Out-of-Order Text Extraction from Tightly Packed Tables
Text extracted from tightly packed table or form layouts appears scrambled. Characters from adjacent rows are interleaved, for example, "Unique Number 123456789" is extracted as "U123456789nique Number".
This is a known limitation of page.Lines extraction for densely packed layouts. page.Lines groups characters using a built-in vertical tolerance that is not configurable. When two visible rows in a table cell sit only a point or two apart, the grouper collapses both rows into one logical line and sorts characters left-to-right, interleaving them. The ExtractTextFromPage(i) method defaults to content-stream order, which may not match visual reading order in form PDFs.
Solution
Recommended: Extract using TextChunks with a tunable tolerance
Each TextChunk exposes its BoundingBox, which allows grouping by vertical position and sorting within each row by horizontal position:
using IronPdf.Pages;
using System.Text;
static string ExtractTextUsingTextChunks(IPdfPage page, double rowTolerance = 2.0)
{
var rows = page.TextChunks
.Where(c => !string.IsNullOrWhiteSpace(c.Contents))
.GroupBy(c => Math.Round(c.BoundingBox.Top / rowTolerance) * rowTolerance)
.OrderByDescending(g => g.Key);
var extractedText = new StringBuilder();
foreach (var row in rows)
{
var line = string.Join(" ",
row.OrderBy(c => c.BoundingBox.Left)
.Select(c => c.Contents.Trim())
.Where(text => !string.IsNullOrWhiteSpace(text)));
extractedText.AppendLine(line);
}
return extractedText.ToString();
}
using IronPdf.Pages;
using System.Text;
static string ExtractTextUsingTextChunks(IPdfPage page, double rowTolerance = 2.0)
{
var rows = page.TextChunks
.Where(c => !string.IsNullOrWhiteSpace(c.Contents))
.GroupBy(c => Math.Round(c.BoundingBox.Top / rowTolerance) * rowTolerance)

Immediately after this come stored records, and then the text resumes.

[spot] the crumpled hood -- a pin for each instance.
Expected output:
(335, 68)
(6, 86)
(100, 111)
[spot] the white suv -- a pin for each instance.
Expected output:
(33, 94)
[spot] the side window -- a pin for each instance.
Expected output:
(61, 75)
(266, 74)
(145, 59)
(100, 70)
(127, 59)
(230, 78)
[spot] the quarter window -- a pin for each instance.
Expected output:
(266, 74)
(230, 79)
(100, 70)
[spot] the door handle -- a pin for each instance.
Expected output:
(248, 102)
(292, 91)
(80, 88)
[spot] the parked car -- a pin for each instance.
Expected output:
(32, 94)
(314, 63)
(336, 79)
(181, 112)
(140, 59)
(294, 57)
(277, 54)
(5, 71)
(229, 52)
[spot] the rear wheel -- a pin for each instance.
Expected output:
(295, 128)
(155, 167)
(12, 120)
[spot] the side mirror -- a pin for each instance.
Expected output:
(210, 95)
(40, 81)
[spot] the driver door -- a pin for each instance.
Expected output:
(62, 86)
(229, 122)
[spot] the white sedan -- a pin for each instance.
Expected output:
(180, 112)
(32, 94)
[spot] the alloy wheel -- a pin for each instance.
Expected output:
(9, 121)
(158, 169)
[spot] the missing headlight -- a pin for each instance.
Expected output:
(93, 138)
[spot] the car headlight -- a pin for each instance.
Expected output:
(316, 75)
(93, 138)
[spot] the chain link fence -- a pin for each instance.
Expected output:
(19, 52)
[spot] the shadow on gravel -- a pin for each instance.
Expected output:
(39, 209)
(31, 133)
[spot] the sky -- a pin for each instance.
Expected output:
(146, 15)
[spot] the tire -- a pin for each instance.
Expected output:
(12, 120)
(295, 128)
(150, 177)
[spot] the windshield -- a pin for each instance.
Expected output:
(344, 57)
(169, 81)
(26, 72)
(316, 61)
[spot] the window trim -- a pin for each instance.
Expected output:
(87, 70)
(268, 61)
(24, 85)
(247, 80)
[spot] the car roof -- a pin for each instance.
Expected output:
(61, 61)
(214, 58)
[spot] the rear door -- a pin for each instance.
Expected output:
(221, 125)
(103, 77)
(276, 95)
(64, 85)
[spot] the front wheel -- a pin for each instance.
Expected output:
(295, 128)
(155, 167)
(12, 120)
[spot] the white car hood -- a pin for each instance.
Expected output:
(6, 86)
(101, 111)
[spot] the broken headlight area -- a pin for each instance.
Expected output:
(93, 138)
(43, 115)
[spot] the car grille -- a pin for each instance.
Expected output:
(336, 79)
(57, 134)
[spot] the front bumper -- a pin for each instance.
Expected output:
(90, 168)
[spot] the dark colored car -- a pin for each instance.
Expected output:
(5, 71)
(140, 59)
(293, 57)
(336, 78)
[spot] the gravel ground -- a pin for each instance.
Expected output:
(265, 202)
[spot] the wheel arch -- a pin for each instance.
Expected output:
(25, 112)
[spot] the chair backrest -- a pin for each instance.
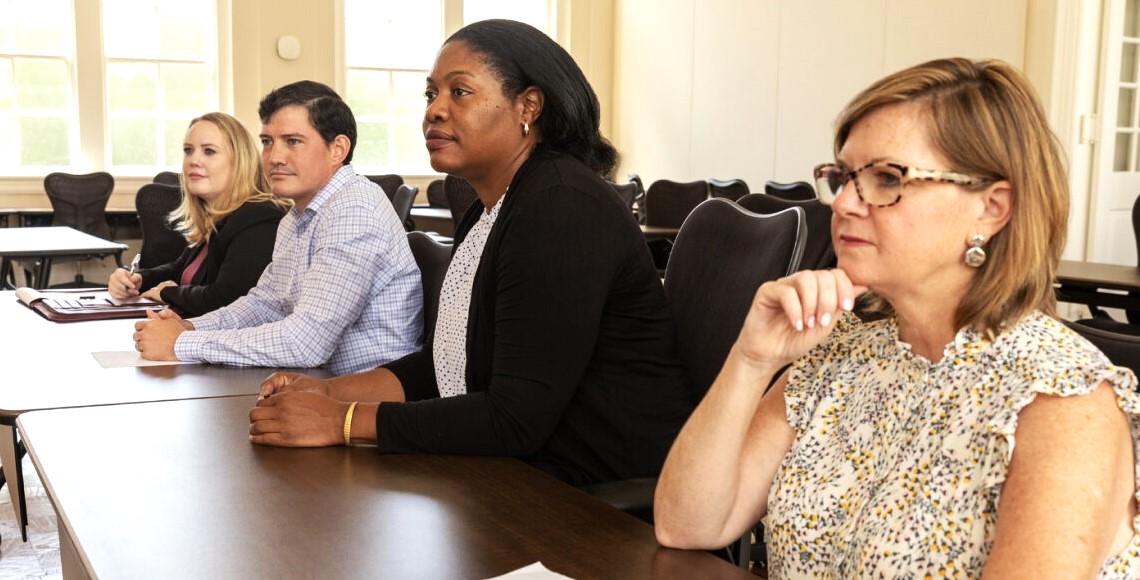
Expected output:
(432, 258)
(161, 243)
(436, 195)
(1121, 349)
(459, 196)
(389, 182)
(1133, 316)
(724, 253)
(626, 192)
(668, 203)
(819, 251)
(401, 202)
(731, 188)
(81, 201)
(169, 178)
(799, 190)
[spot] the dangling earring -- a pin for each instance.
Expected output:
(976, 254)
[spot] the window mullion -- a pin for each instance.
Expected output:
(88, 75)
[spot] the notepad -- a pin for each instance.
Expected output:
(96, 304)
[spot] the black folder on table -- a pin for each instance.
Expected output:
(95, 304)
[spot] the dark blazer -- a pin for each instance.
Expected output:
(572, 360)
(238, 252)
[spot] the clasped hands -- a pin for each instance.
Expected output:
(155, 336)
(296, 410)
(794, 313)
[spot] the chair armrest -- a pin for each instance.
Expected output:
(634, 497)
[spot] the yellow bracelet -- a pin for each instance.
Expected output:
(348, 425)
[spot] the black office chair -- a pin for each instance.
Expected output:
(1102, 319)
(667, 204)
(459, 196)
(730, 188)
(388, 182)
(723, 253)
(436, 195)
(626, 192)
(819, 251)
(796, 190)
(161, 243)
(401, 202)
(80, 201)
(169, 178)
(1121, 349)
(432, 256)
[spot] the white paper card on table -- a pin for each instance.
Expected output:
(119, 359)
(536, 571)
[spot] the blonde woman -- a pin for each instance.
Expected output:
(229, 220)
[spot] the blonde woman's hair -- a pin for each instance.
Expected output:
(985, 119)
(195, 219)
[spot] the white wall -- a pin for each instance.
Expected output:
(750, 88)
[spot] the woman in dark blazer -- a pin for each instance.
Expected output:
(554, 342)
(229, 220)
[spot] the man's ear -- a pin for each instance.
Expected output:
(339, 148)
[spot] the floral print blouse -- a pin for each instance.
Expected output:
(897, 464)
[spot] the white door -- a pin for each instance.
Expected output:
(1116, 162)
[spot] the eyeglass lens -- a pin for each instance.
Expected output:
(876, 185)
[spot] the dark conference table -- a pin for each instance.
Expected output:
(176, 490)
(49, 365)
(1099, 284)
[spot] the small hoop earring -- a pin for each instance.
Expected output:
(976, 254)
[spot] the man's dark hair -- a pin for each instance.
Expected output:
(328, 114)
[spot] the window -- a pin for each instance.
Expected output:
(37, 84)
(154, 71)
(160, 70)
(389, 49)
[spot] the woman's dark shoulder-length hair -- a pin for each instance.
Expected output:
(522, 56)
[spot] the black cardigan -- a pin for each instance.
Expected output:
(572, 361)
(239, 250)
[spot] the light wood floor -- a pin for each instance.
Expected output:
(39, 556)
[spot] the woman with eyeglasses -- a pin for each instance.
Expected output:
(554, 342)
(962, 430)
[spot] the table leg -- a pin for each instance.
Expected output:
(14, 475)
(43, 275)
(7, 271)
(70, 560)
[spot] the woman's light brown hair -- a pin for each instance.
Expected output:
(195, 219)
(985, 119)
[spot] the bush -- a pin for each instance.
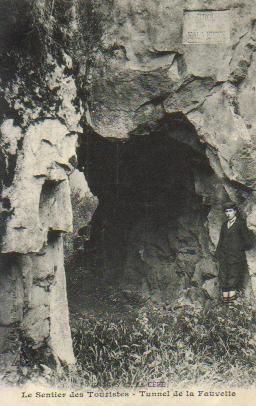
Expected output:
(188, 345)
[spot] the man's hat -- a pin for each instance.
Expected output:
(230, 205)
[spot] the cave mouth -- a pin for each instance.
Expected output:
(149, 222)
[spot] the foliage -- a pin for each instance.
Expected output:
(189, 345)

.OrderByDescending(g => g.Key);
var extractedText = new StringBuilder();
foreach (var row in rows)
{
var line = string.Join(" ",
row.OrderBy(c => c.BoundingBox.Left)
.Select(c => c.Contents.Trim())
.Where(text => !string.IsNullOrWhiteSpace(text)));
extractedText.AppendLine(line);
}
return extractedText.ToString();
}
Imports IronPdf.Pages
Imports System.Text
Private Shared Function ExtractTextUsingTextChunks(page As IPdfPage, Optional rowTolerance As Double = 2.0) As String
Dim rows = page.TextChunks _
.Where(Function(c) Not String.IsNullOrWhiteSpace(c.Contents)) _
.GroupBy(Function(c) Math.Round(c.BoundingBox.Top / rowTolerance) * rowTolerance) _
.OrderByDescending(Function(g) g.Key)
Dim extractedText As New StringBuilder()
For Each row In rows
Dim line = String.Join(" ", row.OrderBy(Function(c) c.BoundingBox.Left) _
.Select(Function(c) c.Contents.Trim()) _
.Where(Function(text) Not String.IsNullOrWhiteSpace(text)))

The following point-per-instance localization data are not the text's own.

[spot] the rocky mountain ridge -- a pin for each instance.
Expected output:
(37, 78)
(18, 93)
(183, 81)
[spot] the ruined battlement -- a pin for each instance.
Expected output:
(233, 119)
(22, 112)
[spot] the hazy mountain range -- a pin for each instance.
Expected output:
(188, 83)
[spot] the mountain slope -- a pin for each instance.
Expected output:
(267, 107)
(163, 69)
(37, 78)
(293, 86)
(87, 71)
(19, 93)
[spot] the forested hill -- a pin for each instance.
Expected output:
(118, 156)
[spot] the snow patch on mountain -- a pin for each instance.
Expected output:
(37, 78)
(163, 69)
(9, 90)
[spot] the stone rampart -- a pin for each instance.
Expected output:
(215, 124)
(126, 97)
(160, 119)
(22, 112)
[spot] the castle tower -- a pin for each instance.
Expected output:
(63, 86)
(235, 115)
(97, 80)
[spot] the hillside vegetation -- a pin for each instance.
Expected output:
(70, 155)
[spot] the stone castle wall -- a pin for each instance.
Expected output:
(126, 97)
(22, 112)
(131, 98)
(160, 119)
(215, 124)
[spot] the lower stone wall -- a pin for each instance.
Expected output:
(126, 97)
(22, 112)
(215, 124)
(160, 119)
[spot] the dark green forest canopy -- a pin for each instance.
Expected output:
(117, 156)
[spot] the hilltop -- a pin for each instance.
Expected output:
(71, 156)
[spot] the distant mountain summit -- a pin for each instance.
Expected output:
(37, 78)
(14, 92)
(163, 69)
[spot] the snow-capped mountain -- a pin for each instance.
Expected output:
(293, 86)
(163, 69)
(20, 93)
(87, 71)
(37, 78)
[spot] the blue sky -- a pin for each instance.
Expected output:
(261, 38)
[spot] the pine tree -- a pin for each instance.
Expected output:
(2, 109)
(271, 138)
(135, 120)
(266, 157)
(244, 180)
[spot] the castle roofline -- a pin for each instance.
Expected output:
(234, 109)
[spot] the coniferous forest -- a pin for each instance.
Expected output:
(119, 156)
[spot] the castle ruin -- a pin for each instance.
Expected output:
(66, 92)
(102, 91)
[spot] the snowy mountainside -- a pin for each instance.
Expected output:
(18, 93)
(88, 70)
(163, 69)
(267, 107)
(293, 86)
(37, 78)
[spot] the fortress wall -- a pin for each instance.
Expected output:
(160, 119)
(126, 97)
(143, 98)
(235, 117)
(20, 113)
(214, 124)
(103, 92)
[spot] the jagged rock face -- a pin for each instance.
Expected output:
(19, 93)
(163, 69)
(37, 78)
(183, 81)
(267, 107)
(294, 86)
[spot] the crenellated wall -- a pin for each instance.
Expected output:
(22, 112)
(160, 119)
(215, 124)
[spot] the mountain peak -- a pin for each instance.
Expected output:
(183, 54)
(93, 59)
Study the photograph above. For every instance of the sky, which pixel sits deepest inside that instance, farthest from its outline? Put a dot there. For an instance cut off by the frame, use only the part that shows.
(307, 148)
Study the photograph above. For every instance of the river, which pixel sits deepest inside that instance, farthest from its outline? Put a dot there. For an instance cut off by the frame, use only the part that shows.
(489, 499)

extractedText.AppendLine(line)
Next
Return extractedText.ToString()
End Function
Start with rowTolerance = 2.0. If rows still merge, lower it to 1.0 or 0.5. For finer control, substitute page.Characters for page.TextChunks.
Alternative: Visual-order extraction
For PDFs where only the content-stream order is wrong:
pdf.ExtractTextFromPage(i, TextExtractionOrder.VisualOrder);
pdf.ExtractTextFromPage(i, TextExtractionOrder.VisualOrder);
pdf.ExtractTextFromPage(i, TextExtractionOrder.VisualOrder)
For PDFs with rows that are visually very close together, the TextChunks approach handles tight tolerances better.